Hello,
I've noticed an issue in Document Server behavior:
- Convert the attached document from DOCX to HTML with default settings.
- Take a look at HTML markup generated for any of the headers in the resulting document (e.g. "Abstract" or "Introduction"). You'll see something like this:
<ol start="2" style="margin-top:0;margin-bottom:0;"><li class="csC09771DB"><span class="csC05134DD">Introduction</span></li></ol>
This is wrong. They are headers, so they must be rendered as h1 or h2 (depending on the outline level).
I did some debug and it appears that the styles for the paragraphs in question are inherited - probably that's why your logic does not detect their outline level. In order to handle such scenarios properly, you need to use something like this:
C#private int getStyleOutlineLevel(ParagraphStyle style)
{
if (style.OutlineLevel.HasValue
&& style.OutlineLevel.Value > 0)
{
return style.OutlineLevel.Value;
}
else if (style.Parent != null)
{
return getStyleOutlineLevel(style.Parent);
}
else
{
return 0;
}
}
Instead of simply checking for style.OutlineLevel.Value.

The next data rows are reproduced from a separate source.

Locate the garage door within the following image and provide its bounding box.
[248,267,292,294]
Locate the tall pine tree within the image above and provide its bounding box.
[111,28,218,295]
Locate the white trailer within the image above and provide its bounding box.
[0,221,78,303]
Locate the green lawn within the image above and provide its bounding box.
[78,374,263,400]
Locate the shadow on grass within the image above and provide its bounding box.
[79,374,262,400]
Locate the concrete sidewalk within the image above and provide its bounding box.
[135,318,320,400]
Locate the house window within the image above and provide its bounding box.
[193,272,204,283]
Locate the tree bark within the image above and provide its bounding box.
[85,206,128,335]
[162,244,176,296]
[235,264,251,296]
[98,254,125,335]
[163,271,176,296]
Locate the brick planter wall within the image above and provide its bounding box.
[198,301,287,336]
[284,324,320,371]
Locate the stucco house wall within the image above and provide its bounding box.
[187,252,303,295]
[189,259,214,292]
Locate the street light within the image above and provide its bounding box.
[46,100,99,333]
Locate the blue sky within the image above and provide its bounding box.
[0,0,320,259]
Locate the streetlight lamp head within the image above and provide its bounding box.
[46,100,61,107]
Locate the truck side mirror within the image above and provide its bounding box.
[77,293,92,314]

Please fix this issue as it is important for me to get some real h1-h2 tags instead of simply replicating the needed heading style with spans and li.
Nickolay, Software Architect
ClickHelp - Online Documentation Tool
http://clickhelp.co
BTW, there are some additional (minor) issues with the HTML output for the document: the "Styles for the Article Body" header is converted to <ol><ol><li>, which is not correct a correct HTML according to http://stackoverflow.com/questions/5899337/proper-way-to-make-html-nested-list
The correct markup should be <ol><li><ol><li>.

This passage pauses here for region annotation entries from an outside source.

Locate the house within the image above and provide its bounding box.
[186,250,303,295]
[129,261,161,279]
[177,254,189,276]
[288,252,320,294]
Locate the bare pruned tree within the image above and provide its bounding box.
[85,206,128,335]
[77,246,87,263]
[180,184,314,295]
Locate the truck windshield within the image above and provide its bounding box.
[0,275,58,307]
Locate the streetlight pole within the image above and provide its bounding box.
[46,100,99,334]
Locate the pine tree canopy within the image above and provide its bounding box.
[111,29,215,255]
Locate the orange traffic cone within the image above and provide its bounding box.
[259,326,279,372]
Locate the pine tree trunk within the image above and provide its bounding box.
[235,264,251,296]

Also, the header is supposed to be "2.1. Styles for the Article Body", not "1. Styles for the Article Body", but I'm not sure whether Document Server is supposed to handle this numbering properly.

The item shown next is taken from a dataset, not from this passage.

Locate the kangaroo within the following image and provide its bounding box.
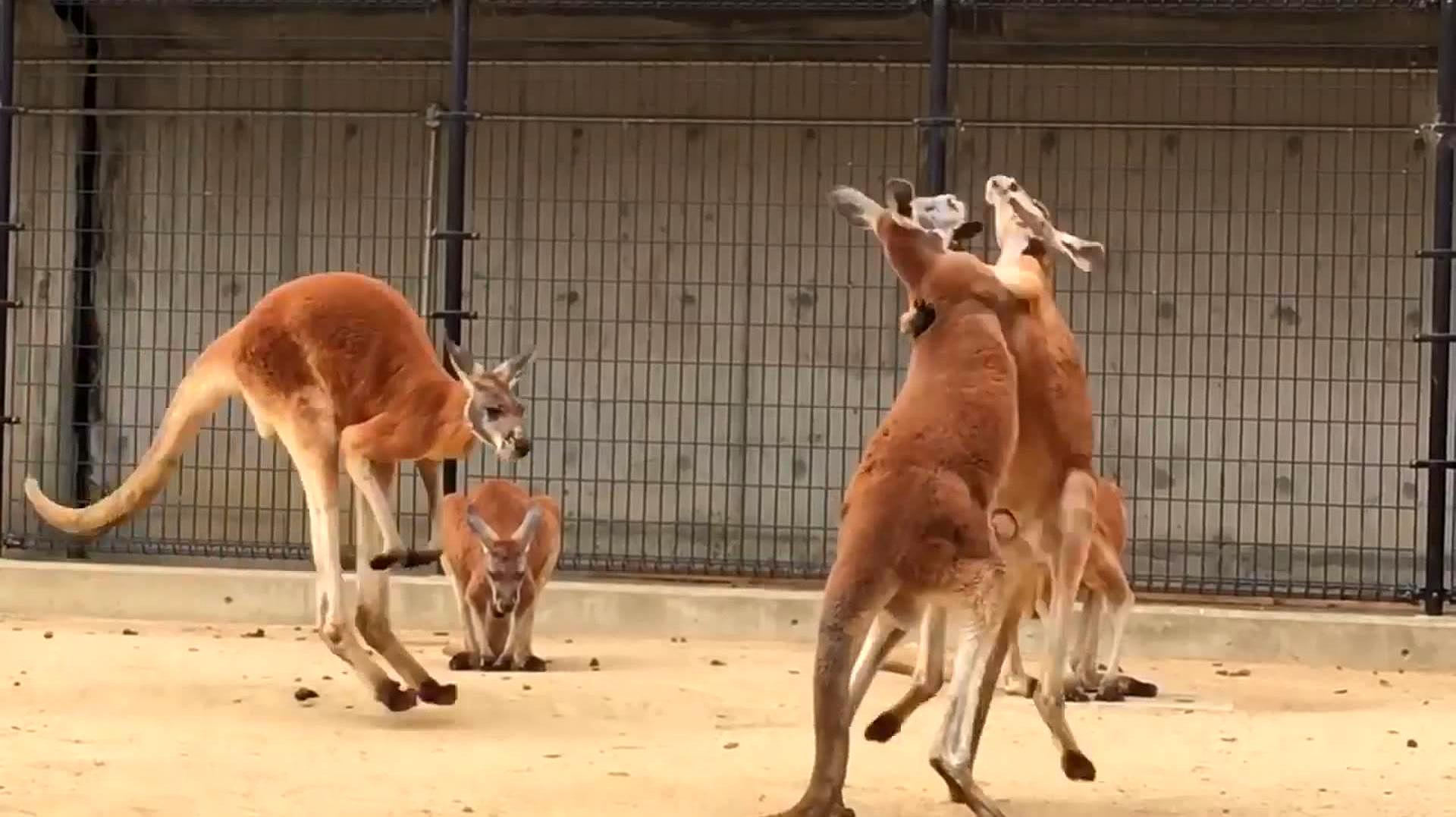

Nickolay, Software Architect
ClickHelp - Online Documentation Tool
http://clickhelp.co
Hello Nickolay,
It seems that the incorrect behavior occurs at the document importing level. For some reason, the Abstract title becomes numbered when the document is loaded to RichEditDocumentServer. As a result, the numeration is incorrect in the whole document and it affects export. I have passed this issue to our R&D team for further research.
Please stay tuned to our updates. We will notify you as soon as we make any progress.
Well, yes, for me the ideal behavior would be to simply convert all such auto-numbered headers to h1, h2, h3 etc. tags without any numbered lists - this would solve all the three issues mentioned in this case and this is why I wanted the original problem to be fixed. I was going to move all h1-h6 tags out of ol / ul tags and remove those tags.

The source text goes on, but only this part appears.